How will this Regulation affect EU citizens?

The Regulation on free flow of non-personal data covers data other than personal data. For that reason, it primarily affects businesses and business users of data storage of other processing services, or individuals acting in professional capacity. The Regulation on free flow of non-personal data is one of a series of proposals in the Digital Single Market Strategy. Other proposals may affect citizens more directly. For example, digital contract rules enhance the rights of consumers to terminate contracts with digital content suppliers, such as cloud service providers, or to retrieve personal data that is processed by digital content suppliers. To avoid overlap with this and other EU instruments, the Regulation on free flow of non-personal data does not cover citizens directly. However, citizens are expected to benefit indirectly from this Regulation through a more competitive and open single market for data storage and processing services in the EU.

Which additional measures does the Commission explore?

To gather stakeholders’ views on emerging issues of the data economy – such as access to non-personal data in a business-to-business context and new technologies such as the Internet of Things (IoT), advanced robotics and autonomous systems – the Commission ran a public consultation on Building a European Data Economy from January to April 2017. A full report has been published to accompany the Regulation on the free flow of non-personal data.
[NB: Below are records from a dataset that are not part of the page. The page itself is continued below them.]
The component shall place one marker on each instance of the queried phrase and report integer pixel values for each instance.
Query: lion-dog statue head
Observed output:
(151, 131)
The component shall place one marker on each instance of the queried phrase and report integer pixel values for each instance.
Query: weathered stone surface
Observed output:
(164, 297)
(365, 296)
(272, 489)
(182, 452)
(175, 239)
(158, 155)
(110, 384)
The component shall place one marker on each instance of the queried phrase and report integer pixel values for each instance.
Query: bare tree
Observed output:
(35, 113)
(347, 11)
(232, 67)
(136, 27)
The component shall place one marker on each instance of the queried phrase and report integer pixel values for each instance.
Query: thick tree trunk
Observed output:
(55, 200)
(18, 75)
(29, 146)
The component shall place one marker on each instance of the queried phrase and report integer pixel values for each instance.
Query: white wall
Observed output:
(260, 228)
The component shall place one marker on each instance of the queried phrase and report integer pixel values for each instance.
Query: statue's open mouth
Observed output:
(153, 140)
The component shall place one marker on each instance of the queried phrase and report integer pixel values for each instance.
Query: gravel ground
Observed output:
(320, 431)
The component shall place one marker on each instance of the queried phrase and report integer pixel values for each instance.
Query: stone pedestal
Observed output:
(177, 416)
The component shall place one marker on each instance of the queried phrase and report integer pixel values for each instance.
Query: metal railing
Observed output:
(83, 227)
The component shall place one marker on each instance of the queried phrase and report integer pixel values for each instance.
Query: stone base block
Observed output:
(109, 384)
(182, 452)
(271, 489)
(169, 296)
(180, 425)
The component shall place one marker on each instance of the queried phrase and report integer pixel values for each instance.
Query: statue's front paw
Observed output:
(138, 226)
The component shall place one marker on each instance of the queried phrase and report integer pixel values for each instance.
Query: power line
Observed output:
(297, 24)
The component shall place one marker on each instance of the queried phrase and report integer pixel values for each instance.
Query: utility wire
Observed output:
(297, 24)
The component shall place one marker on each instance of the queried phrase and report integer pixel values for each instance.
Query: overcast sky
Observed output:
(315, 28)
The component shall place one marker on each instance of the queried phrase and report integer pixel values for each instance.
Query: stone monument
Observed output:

On business-to-business data access, many stakeholders are in favour of more data sharing. Most stakeholders think the regulatory framework should not be changed at this moment in time and rather support non-regulatory measures. The Commission is now exploring how to put these results into practice. In relation to the liability challenges in the context of emerging technologies, the Commission will continue to gather further evidence and conduct more investigations before action is announced.